The Garrison School Hosts Environmental Summit for Middle School Students



May 20, 2019

Swedish environmental activist Greta Thurnberg can take a breather. There are some students in the Hudson Valley eager to step up the pressure on lawmakers to address climate change, and a Youth Climate Summit held at The Garrison School last week gave them the tools to get started.

The summit, modelled on 70 others worldwide organized by The Wild Center Natural History Museum in the Adirondacks, began with a keynote speech from 2009 Garrison graduate Lindy Labriola, a geologist who recently completed a Fulbright scholarship studying socio-economic implications of a warming climate in Norway. With an audience of 120 middle school students, Labriola discussed the planet’s changing climate and what it means to small communities.
 
Her message made an impression. “Do you think there’s any hope for the government to start listening?” asked sixth-grader Violetta Edwards of Haldane.

Labriola said that events like the Youth Climate Summit were a good step toward both educating and empowering youth activists and that the youth movement inspired by Greta Thurnberg was having an impact.

“It’s something that really, really bothers me,” Edwards said of climate change, adding that she has started a newspaper to communicate the message and is involved in activities in her community like removing invasive plants. “I really want to spread the word and keep doing something because unless we actually do something then we are just as bad as the politicians.”

The Summit featured a morning of workshops designed to educate and empower students to effect change. “The whole thing is solutions based,” said Garrison PTA President Krystal Ford, who organized the event together with Garrison Middle School science teacher Kevin Keegan.

With a 181-acre forest on school grounds and the Hudson River nearby, Garrison School is  very attuned to the environment and environmental issues, said Garrison Principal Alex Levine. Gathering support for the summit, Levine said he connected with interested schools through the Curriculum Council at Putnam | Northern Westchester BOCES. Middle school students from six school districts attended: Byram Hills, Carmel, Haldane, Highland Falls, Fort-Montgomery, Manitou School, Putnam Valley, and Tarrytown, in addition to Garrison students.

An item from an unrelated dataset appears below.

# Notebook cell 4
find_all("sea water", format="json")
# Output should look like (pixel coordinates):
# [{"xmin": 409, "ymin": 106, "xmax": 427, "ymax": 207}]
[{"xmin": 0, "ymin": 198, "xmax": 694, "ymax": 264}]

Students chose two of 11 workshops, which included practical climate solutions, such as an examination of mushrooms’ contribution to climate solutions, renewable energy and geoengineering options, and tools to mitigate carbon dioxide emissions. The PNW BOCES Green Machine was available for hands-on exploration of energy-saving construction options and a Clothes-Aren’t-Trash workshop addressed recycling and waste. Three of the workshops focused on creating youth climate advocates.

At the workshop on Building a Youth Climate Movement given by the Hudson Valley Sunrise Movement, Manitou School seventh-grader Colin Hopkins was thoughtful about crossing the fine line in activism. “We want to be activists, not terrorists,” he said.

Garrison eighth-grader Maya Gelber, one of several student leaders who helped organize the Summit, was very pleased with the day. “It’s really amazing to see all these young people so enthusiastic and taking action; taking control of their own lives. It makes me hopeful and it’s empowering to see so many people who care.”